Ce que je ferais avant de multiplier les compléments
Quand la chute commence, la tentation est de se ruer sur la biotine, le zinc ou un shampooing « anti-chute ». Je comprends l’idée, mais je la trouve souvent trop rapide. Avant d’acheter quoi que ce soit, je préfère faire trois choses simples : dater le début de la chute, repérer un événement déclencheur dans les trois derniers mois et observer si le motif est diffus, localisé ou typique d’une alopécie androgénétique.
Ensuite, je regarde les signaux associés. Fatigue, cycles menstruels perturbés, sensation de froid, ongles cassants, perte de poids, grattage du cuir chevelu, démangeaisons de barbe, plaques rondes : chacun de ces indices oriente vers une cause différente. Dans les chutes diffuses, un bilan biologique ciblé est souvent utile, notamment pour vérifier le fer, la thyroïde et, selon le contexte, d’autres paramètres. Je ne recommande pas d’attaquer à l’aveugle avec des compléments, car une surcharge inutile n’aide pas et peut brouiller la lecture du problème.

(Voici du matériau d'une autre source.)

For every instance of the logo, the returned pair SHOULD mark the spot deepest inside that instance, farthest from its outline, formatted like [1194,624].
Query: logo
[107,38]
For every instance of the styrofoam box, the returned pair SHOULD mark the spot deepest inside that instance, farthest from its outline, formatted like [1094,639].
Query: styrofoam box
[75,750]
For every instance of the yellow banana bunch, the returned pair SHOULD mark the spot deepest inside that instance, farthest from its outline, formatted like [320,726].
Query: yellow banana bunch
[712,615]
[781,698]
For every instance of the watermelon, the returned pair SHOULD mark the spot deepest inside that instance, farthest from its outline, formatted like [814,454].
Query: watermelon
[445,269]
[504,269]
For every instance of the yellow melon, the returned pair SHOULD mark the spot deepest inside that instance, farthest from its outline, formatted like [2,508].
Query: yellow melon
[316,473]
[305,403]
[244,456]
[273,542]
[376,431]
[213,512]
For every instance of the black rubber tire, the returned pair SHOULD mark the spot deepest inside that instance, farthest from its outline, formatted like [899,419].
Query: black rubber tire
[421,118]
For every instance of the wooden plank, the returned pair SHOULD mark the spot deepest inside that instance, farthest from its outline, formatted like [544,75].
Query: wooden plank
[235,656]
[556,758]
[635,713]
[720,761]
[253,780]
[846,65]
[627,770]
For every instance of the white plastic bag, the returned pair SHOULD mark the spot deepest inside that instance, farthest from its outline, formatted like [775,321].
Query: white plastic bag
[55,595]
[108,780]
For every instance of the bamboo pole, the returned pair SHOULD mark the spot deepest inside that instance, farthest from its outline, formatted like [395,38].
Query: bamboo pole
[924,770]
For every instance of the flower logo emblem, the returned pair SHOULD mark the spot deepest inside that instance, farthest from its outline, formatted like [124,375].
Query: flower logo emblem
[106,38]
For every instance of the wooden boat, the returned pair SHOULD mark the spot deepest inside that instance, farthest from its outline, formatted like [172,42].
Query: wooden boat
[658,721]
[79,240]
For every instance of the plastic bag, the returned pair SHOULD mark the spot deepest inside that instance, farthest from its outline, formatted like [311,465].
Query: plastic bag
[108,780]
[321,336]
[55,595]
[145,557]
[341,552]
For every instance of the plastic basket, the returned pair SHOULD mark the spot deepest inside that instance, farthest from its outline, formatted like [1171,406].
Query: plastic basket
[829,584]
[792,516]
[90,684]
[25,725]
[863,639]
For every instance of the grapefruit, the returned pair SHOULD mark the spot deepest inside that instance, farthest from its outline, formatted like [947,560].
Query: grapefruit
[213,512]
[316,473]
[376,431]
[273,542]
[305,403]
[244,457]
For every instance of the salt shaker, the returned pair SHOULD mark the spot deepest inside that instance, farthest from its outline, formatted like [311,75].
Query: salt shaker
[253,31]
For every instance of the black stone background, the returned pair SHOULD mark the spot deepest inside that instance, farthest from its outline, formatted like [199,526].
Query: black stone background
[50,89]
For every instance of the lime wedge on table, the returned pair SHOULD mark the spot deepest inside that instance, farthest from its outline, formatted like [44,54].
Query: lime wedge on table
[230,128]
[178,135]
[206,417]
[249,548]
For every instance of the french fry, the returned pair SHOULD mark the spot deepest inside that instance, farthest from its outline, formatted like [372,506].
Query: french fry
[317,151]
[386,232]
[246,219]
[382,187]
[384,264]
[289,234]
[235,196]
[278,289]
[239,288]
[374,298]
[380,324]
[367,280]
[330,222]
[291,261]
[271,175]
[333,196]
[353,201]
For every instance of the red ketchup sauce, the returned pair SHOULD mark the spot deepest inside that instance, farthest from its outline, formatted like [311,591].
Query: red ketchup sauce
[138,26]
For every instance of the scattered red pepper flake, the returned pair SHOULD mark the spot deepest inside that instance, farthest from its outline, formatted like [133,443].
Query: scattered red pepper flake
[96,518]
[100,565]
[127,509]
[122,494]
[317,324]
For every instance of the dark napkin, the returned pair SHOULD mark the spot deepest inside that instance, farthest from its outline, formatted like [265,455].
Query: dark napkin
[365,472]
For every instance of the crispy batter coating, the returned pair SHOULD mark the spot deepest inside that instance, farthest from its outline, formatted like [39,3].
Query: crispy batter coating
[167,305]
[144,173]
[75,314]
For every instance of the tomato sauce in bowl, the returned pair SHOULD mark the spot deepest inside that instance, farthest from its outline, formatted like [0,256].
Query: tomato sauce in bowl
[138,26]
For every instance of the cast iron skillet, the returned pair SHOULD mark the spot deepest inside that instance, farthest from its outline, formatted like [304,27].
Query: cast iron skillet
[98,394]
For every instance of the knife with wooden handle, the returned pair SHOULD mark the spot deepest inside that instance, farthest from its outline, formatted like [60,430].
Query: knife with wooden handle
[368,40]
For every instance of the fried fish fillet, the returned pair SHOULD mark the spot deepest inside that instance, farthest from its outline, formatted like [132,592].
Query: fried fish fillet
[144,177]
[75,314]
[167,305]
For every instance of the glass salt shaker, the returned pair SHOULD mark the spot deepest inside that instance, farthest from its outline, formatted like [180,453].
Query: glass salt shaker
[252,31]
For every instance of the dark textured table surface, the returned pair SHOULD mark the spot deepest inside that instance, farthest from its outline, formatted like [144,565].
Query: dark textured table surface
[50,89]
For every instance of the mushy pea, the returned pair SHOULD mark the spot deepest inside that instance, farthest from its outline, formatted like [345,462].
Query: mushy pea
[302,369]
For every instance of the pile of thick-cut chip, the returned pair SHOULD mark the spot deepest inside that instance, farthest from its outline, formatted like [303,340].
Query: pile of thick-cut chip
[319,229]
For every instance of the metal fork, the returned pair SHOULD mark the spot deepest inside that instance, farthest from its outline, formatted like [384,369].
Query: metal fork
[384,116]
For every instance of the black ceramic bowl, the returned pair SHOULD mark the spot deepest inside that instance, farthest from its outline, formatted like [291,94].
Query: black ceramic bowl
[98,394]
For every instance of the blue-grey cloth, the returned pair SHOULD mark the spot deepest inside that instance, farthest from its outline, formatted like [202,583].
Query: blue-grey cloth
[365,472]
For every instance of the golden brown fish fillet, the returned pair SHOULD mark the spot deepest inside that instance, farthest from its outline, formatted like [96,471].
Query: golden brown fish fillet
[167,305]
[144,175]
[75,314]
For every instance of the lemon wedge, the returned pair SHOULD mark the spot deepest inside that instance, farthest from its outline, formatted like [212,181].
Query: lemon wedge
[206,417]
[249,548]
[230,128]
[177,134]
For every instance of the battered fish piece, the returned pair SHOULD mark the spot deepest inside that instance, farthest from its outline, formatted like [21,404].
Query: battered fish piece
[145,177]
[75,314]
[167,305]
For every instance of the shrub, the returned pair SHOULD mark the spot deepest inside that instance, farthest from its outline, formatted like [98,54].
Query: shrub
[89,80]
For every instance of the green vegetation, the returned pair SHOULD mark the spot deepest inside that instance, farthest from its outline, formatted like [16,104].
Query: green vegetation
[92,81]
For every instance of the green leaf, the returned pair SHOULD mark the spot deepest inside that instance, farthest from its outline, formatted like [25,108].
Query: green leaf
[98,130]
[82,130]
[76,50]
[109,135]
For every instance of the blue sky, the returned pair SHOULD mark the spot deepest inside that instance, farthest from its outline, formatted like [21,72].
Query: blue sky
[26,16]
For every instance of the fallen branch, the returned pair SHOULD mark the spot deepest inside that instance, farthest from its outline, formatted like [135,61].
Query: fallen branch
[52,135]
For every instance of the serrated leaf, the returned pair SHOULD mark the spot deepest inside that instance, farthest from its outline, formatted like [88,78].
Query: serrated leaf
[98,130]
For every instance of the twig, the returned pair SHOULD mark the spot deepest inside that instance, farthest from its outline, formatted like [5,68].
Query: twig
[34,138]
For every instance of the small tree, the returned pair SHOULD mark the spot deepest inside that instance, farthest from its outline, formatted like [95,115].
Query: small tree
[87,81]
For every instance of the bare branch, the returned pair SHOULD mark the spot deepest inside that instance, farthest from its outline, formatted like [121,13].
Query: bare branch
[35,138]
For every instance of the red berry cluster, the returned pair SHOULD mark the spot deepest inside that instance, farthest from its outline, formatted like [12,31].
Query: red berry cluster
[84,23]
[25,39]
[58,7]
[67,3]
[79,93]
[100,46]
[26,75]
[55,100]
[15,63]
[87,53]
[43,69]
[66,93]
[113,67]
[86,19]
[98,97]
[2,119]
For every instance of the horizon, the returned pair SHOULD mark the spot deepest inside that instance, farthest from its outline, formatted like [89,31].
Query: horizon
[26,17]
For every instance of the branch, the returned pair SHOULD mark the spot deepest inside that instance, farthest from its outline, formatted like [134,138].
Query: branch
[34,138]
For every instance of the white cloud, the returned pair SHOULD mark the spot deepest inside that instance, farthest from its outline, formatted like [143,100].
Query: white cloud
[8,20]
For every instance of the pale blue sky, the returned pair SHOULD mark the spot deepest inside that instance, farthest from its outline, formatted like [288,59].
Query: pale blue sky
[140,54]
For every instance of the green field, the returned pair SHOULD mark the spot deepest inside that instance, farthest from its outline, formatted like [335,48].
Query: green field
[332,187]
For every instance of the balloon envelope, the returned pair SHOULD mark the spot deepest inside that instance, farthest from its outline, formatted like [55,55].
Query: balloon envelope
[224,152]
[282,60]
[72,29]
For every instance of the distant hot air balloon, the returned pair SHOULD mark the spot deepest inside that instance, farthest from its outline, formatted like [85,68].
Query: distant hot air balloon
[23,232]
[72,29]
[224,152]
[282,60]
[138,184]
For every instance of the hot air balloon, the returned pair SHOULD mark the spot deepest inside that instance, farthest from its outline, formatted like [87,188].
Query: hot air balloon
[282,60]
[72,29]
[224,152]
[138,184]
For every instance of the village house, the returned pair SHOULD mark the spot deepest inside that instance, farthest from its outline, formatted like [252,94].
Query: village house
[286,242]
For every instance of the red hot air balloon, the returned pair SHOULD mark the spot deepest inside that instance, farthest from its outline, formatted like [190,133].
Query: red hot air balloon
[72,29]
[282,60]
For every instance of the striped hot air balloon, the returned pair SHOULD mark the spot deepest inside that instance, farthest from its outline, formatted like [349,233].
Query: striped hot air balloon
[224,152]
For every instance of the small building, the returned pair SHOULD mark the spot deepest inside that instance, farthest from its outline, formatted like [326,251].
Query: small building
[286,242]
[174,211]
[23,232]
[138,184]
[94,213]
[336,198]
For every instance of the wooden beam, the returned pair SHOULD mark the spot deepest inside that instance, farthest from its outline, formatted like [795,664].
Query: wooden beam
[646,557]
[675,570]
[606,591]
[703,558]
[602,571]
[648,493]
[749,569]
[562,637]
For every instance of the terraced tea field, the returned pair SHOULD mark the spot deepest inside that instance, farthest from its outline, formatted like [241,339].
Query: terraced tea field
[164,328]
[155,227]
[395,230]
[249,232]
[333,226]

Sur le plan des gestes, il vaut mieux simplifier que surtraiter : éviter les coiffures serrées, espacer les décolorations, réduire la chaleur, ne pas frotter la barbe ou le cuir chevelu de manière agressive et garder une routine douce. C’est banal, mais c’est souvent ce qui limite l’aggravation pendant qu’on cherche la vraie cause.
La bonne lecture de la chute de cheveux évite les mauvaises solutions
Si je devais résumer l’essentiel, je dirais ceci : toute chute de cheveux n’a pas la même logique. Une calvitie lente et familiale, une chute diffuse après un choc, une plaque dans la barbe ou un cuir chevelu qui brûle n’appellent pas la même réponse. C’est le motif, le timing et les signes associés qui guident la suite, pas le seul volume de cheveux perdus.
Pour le lecteur, le vrai gain est là : distinguer ce qui relève d’un phénomène fréquent mais progressif, ce qui peut se calmer spontanément et ce qui mérite un avis médical rapide. Plus le diagnostic est précis, plus les solutions le sont aussi. Et dans les cheveux comme dans la barbe, c’est presque toujours cette précision qui fait la différence.